Columna de Álvaro Ortúzar: Homo sacer, más allá de la vida, pero más acá de la muerte

Un viejo abogado inglés decía que estaba dispuesto a abolir la pena de muerte si los criminales también lo hacían. Este sarcasmo contiene una verdad de fondo y es que la ejecución de un criminal no es un disuasivo eficaz, menos en los tiempos actuales en que muchos asesinatos son cometidos por mercenarios, narcotraficantes y mafiosos, cuya crueldad y sangre fría es aterradora. Convengamos, por otro lado, que el presidio, aunque fuese perpetuo, en este tipo de casos no produce el efecto de soledad, tristeza, arrepentimiento o reinserción social que se argumenta como solución más preferible a la ejecución. Al contrario, la evidencia muestra que la cárcel es el lugar más propicio y seguro para planificar y mandar a ejecutar órdenes criminales. Ha sido, pues, en este contexto de nuestra actual convivencia, que se ha instalado la idea de restablecer la pena de muerte como legítima venganza social para matizar el sufrimiento de las familias o seres queridos de las víctimas. El ambiente eleccionario y la oferta de volver a la pena de muerte, responde a la promesa de la mano dura que el pueblo anhela.

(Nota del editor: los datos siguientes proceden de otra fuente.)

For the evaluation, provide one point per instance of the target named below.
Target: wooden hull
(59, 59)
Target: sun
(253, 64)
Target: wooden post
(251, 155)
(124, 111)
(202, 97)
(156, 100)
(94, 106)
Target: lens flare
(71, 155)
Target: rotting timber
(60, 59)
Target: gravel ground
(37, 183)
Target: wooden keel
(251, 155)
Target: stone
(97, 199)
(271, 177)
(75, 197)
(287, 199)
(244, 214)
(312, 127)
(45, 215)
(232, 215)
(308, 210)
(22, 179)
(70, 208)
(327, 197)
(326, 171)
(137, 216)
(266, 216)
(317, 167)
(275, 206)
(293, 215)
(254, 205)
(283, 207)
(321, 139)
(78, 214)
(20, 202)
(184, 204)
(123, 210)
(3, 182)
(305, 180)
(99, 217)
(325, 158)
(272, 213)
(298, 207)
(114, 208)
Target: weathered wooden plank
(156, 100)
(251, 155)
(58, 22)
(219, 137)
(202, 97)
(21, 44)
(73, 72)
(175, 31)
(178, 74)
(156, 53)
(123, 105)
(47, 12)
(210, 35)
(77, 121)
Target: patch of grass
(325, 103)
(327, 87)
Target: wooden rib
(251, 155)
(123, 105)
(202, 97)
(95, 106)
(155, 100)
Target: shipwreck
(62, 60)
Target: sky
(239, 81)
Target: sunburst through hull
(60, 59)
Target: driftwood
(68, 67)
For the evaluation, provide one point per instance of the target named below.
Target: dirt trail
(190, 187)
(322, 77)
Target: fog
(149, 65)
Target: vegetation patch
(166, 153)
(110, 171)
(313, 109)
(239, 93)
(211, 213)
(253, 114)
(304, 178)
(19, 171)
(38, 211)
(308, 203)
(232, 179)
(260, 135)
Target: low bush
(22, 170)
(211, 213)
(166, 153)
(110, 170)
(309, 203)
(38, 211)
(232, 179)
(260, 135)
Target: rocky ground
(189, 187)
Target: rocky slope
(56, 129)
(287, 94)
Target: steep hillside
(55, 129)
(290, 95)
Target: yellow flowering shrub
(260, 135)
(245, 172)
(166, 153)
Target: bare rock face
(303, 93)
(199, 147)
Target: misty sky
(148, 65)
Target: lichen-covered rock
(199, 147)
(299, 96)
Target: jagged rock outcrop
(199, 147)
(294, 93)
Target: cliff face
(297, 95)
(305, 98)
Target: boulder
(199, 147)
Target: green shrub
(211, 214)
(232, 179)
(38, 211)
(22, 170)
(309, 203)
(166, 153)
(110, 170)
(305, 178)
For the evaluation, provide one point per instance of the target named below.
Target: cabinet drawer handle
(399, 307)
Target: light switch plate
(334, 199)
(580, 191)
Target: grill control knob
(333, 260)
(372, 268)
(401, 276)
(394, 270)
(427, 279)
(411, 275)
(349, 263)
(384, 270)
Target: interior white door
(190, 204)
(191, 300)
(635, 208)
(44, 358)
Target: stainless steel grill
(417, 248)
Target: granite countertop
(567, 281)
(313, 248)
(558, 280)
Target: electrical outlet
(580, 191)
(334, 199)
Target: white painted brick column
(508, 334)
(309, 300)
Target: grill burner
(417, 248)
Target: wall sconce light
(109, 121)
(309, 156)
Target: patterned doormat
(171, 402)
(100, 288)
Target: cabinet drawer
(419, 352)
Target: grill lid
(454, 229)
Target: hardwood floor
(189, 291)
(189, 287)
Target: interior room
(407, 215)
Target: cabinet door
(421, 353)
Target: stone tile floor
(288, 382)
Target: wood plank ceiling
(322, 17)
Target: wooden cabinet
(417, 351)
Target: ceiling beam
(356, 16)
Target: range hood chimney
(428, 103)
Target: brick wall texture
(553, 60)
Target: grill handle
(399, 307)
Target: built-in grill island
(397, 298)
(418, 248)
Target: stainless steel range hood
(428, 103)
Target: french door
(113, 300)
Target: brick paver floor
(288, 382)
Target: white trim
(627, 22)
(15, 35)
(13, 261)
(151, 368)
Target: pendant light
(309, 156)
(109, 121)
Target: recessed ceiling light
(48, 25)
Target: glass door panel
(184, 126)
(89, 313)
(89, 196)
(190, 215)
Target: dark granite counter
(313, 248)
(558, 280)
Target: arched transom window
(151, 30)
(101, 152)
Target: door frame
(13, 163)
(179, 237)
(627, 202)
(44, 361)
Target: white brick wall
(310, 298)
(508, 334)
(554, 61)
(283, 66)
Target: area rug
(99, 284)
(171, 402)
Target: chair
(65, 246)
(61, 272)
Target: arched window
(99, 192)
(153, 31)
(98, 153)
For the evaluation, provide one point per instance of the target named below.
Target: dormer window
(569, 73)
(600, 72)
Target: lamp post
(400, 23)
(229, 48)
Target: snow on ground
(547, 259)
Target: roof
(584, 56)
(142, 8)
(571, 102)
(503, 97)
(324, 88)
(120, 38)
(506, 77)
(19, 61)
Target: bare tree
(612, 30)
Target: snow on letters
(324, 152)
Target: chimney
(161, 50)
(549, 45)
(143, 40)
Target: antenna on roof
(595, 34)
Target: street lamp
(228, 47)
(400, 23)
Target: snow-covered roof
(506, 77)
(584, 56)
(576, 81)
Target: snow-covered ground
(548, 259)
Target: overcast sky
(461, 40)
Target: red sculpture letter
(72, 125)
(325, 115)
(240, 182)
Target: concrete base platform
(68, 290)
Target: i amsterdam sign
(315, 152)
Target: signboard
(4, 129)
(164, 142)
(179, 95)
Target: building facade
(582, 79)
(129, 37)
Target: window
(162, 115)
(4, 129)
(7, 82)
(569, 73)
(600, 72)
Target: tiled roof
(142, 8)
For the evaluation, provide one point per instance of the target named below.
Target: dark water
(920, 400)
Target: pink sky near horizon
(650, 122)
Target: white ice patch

Sin embargo, esta promesa esconde un engaño. Chile no puede restablecer la pena de muerte puesto que el Pacto de San José de Costa Rica al cual se encuentra sometido, se lo prohíbe.
De este modo, la pregunta más seria, que permanece sin respuesta, es cuál podría ser el castigo que la sociedad toleraría frente a la atrocidad de ciertos crímenes. ¿Lo será la muerte civil? Recordemos que entre nosotros esta figura existió hasta 1943, pero no era una pena, sino la consecuencia de haber asumido una profesión solemne de votos monásticos, cuyo efecto era la restricción de ciertos derechos patrimoniales. Como sanción penal, en cambio, constituye la pérdida de los derechos civiles con distinta intensidad, cuyo extremo, en la antigua Roma, es una suerte de interdicción permanente por la cual un individuo es privado de los atributos la personalidad, es un “homo sacer”. O sea, un ser maldito que se encuentra más allá de la vida, porque no ha muerto, pero más acá de la muerte porque está vivo. En la Europa medieval, la muerte civil podía implicar la muerte real, pues cualquiera podía matar con impunidad al delincuente porque la ley lo consideraba inexistente. Más adelante, las causales fueron la abjuración, el destierro y la muerte monástica. Y así, han variado los efectos y hoy en día se considera como muerte civil la pérdida de los derechos políticos, como el derecho a votar y ser elegido, de ocupar cargos públicos, los derechos de libertad de expresión, de asociación, de reunión. En pocas palabras, la muerte civil restringe más o menos severamente la participación de un individuo en la vida social. Algunos tratados no admiten una pena que abarque la totalidad de los derechos civiles y políticos. Pero, si se trata de proponer una materia que admite discusión académica y pública, la muerte civil y su extensión puede examinarse como sanción racional, proporcionada y justa frente a crímenes que la sociedad considera como atroces. Castigar al criminal poniéndolo más allá de la vida, pero más acá de la muerte, es un punto de partida.